Repression will come back to haunt you 
Oh yes, the possible outcome of compartmentalizing! Not all, but many of the memoirs I have read have had people really struggle to come to terms with things from their past. I think the act of writing these books is therapeutic in and of itself for many of these people, but often there is mention of therapy, life changes, heavy conversations, etc... that help the authors come to terms with things that have happened in the past. 

Push Yourself Harder
You don't write a memoir because you sit on your ass and watch Netflix all day. You end up writing a memoir because you did something great or you persevered through something hard. People are running marathons with one legs, overcoming no formal childhood educations to become celebrated academics, and start from poverty to build empires. You can really do great, big things if you want to. 

Some of my all-time favorites (memoirs with a few essay collections thrown in):

Anything written by Leslie Jamison- focus on her life as an addict and academic

Heavy by Kiese Laymon- a memoir that looks at what it means to be black, gay, and to struggle with your body in America

When Breath Becomes Air by Paul Kalanithi- A doctor details his journey with cancer (although maybe not during Covid19)

I Am I Am I Am by Maggie O'Farrell- She recounts her many brushes with death, both literal and metaphorical

Born a Crime by Trevor Noah- Noah talks about his life in South Africa under The Apartheid 

Becoming by Michelle Obama- She's amazing- no need to say more

Dear America Notes of an Undocumented Citizen by Jose Antionio Vargas- Fascinating discussion of immigration 

Save Me the Plums by Ruth Reichl- The story of  Gourmet magazine's editor

I Hear She's a Real Bitch by Jen Agg- A female restaurantear who has to fight the boy's club in Toronto

Anything written by Anthony Bourdain 

Let Your Mind Run by Deena Kastor- a running memoir that's applicable to the sport and life in general (it's so motivating, I use it with my students too)

Becoming Nicole: The Transformation of an American Family by Amy Ellis Nutt- a story of a family in which one of their twins was trans-gendered and how they navigated this road together 

Leaving the Witness by Amber Scorah- A look into Jehovah Witness, and leaving it

The Rules do Not Apply by Ariel Levy- I thought it was such an honest, raw look into a marriage

Who Thought This Was a Good Idea by Alyssa Mastromonaco- A Obama staffer who is just so brilliant and witty

How to Murder Your Life by Cat Marnell- Holy cow, I learned so much about drugs from the beauty editor's memoir


  1. Yes to so many of the memoirs on your list (especially Jamison - she was scheduled to speak in Melbourne in May and of course, it's been cancelled. I'm devastated!).

    Also agree about Levy's memoir - there are scenes from that book that I still think about (actually heard her speak last year - she was fantastic - sharp, witty and straight to the point.

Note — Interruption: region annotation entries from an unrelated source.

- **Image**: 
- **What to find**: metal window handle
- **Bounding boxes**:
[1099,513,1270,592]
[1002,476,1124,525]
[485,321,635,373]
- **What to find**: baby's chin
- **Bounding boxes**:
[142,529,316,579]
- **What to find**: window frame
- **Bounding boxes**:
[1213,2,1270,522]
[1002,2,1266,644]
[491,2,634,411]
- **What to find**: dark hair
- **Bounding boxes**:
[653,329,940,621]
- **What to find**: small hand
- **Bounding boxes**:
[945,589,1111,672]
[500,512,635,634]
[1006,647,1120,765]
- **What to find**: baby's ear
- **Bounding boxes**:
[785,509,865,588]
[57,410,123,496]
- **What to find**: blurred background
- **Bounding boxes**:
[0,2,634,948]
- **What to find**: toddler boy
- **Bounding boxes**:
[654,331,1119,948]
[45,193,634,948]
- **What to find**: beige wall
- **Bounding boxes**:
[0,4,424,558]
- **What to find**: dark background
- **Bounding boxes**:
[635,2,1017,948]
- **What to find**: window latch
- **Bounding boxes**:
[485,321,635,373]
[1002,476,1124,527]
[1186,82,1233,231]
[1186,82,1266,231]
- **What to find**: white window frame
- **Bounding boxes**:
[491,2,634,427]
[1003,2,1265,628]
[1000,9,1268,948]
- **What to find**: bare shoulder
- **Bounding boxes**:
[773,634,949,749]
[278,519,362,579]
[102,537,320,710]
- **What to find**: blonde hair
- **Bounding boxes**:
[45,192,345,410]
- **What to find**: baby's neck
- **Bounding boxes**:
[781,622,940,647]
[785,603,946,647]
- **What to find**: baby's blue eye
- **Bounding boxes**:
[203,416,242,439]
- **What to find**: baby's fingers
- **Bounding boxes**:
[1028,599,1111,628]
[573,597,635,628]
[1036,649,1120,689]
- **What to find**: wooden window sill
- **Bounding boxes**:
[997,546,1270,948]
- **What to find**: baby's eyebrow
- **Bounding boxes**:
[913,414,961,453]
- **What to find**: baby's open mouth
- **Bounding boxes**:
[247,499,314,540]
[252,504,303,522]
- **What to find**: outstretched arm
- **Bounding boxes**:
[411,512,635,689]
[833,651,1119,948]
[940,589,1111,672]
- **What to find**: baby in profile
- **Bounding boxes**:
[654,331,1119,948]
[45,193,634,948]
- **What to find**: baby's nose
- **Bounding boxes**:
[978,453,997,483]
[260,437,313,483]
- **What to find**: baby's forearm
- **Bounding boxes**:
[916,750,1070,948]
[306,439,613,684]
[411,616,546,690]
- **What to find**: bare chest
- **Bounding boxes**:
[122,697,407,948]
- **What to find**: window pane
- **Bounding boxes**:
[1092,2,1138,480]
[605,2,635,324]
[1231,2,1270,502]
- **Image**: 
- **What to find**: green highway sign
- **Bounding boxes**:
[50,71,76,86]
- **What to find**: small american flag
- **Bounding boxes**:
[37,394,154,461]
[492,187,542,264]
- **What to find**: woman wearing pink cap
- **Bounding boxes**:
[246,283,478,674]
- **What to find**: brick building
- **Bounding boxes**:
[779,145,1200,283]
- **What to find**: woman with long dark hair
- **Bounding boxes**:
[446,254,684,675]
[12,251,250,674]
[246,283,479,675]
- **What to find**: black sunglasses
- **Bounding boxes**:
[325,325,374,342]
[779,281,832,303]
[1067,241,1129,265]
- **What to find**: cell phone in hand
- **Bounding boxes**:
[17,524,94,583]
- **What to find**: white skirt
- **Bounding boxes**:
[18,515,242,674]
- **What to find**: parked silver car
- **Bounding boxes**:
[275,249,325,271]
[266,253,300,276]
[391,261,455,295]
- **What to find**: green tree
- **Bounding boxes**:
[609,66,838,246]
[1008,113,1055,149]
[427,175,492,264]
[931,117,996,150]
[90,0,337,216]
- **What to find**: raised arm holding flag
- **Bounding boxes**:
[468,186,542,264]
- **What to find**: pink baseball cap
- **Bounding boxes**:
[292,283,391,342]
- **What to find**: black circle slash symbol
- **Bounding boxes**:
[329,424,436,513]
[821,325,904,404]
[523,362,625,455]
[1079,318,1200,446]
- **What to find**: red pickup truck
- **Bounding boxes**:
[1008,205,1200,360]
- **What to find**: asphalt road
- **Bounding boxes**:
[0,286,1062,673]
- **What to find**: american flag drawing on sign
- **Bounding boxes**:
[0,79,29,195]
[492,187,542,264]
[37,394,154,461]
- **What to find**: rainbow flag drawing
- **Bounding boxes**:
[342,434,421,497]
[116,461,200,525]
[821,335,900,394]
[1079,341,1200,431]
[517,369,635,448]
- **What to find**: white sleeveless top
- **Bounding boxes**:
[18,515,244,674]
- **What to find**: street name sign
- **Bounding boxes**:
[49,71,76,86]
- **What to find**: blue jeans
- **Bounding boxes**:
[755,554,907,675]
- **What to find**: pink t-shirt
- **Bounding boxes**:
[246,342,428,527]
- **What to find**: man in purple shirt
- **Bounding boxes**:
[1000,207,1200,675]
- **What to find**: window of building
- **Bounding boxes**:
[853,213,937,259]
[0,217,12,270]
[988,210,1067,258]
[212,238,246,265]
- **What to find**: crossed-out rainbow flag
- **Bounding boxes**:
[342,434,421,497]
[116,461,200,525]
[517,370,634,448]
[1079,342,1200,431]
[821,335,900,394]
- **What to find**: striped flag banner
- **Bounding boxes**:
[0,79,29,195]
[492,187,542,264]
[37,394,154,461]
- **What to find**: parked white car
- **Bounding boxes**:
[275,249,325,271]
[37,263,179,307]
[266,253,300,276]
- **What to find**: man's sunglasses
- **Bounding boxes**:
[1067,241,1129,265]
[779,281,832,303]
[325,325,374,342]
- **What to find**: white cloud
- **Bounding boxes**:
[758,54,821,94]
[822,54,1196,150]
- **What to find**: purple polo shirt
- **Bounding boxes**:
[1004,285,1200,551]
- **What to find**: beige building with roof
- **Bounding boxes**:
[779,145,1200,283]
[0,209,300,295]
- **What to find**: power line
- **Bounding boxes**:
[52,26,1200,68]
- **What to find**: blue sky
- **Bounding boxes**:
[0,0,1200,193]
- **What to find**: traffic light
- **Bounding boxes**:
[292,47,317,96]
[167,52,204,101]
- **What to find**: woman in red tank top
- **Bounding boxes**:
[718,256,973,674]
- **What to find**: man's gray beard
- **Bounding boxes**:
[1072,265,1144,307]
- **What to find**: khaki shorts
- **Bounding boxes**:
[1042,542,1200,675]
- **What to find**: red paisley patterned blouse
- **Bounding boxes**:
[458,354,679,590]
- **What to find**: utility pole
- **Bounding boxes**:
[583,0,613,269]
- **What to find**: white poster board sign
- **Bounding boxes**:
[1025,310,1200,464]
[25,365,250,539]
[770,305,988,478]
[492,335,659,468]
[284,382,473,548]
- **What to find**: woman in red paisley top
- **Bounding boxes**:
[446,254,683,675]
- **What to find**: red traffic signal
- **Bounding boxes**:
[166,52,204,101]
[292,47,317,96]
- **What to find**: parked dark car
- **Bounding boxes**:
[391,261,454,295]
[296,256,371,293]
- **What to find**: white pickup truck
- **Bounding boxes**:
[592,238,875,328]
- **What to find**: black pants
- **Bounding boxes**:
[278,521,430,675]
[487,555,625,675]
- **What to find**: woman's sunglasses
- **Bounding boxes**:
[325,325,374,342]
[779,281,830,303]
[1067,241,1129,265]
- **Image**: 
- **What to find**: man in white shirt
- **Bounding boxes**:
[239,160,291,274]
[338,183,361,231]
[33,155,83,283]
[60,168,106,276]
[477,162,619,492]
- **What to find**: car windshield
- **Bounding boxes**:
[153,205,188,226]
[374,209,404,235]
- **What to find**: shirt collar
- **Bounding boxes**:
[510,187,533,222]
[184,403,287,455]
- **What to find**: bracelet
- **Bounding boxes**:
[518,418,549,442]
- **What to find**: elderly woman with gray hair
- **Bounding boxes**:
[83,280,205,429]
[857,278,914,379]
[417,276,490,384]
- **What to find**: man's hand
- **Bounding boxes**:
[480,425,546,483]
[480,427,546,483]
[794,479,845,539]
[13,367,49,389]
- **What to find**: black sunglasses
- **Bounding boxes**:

    Have you read The Bright Hour by Nina Rigg?

  2. Still sayin' ya need to read Joseph Anton!!!

  3. I totally agree with you about the boring childhood sections with the exception of "Becoming", and I don't know why... I just relished reading every part of how Michelle Obama got to be what she became, and I'm not talking about the President's wife - I mean coming from a totally middle-class house with no academic history to being an Ivy-league educated lawyer. I thought it was all fascinating even though I usually don't!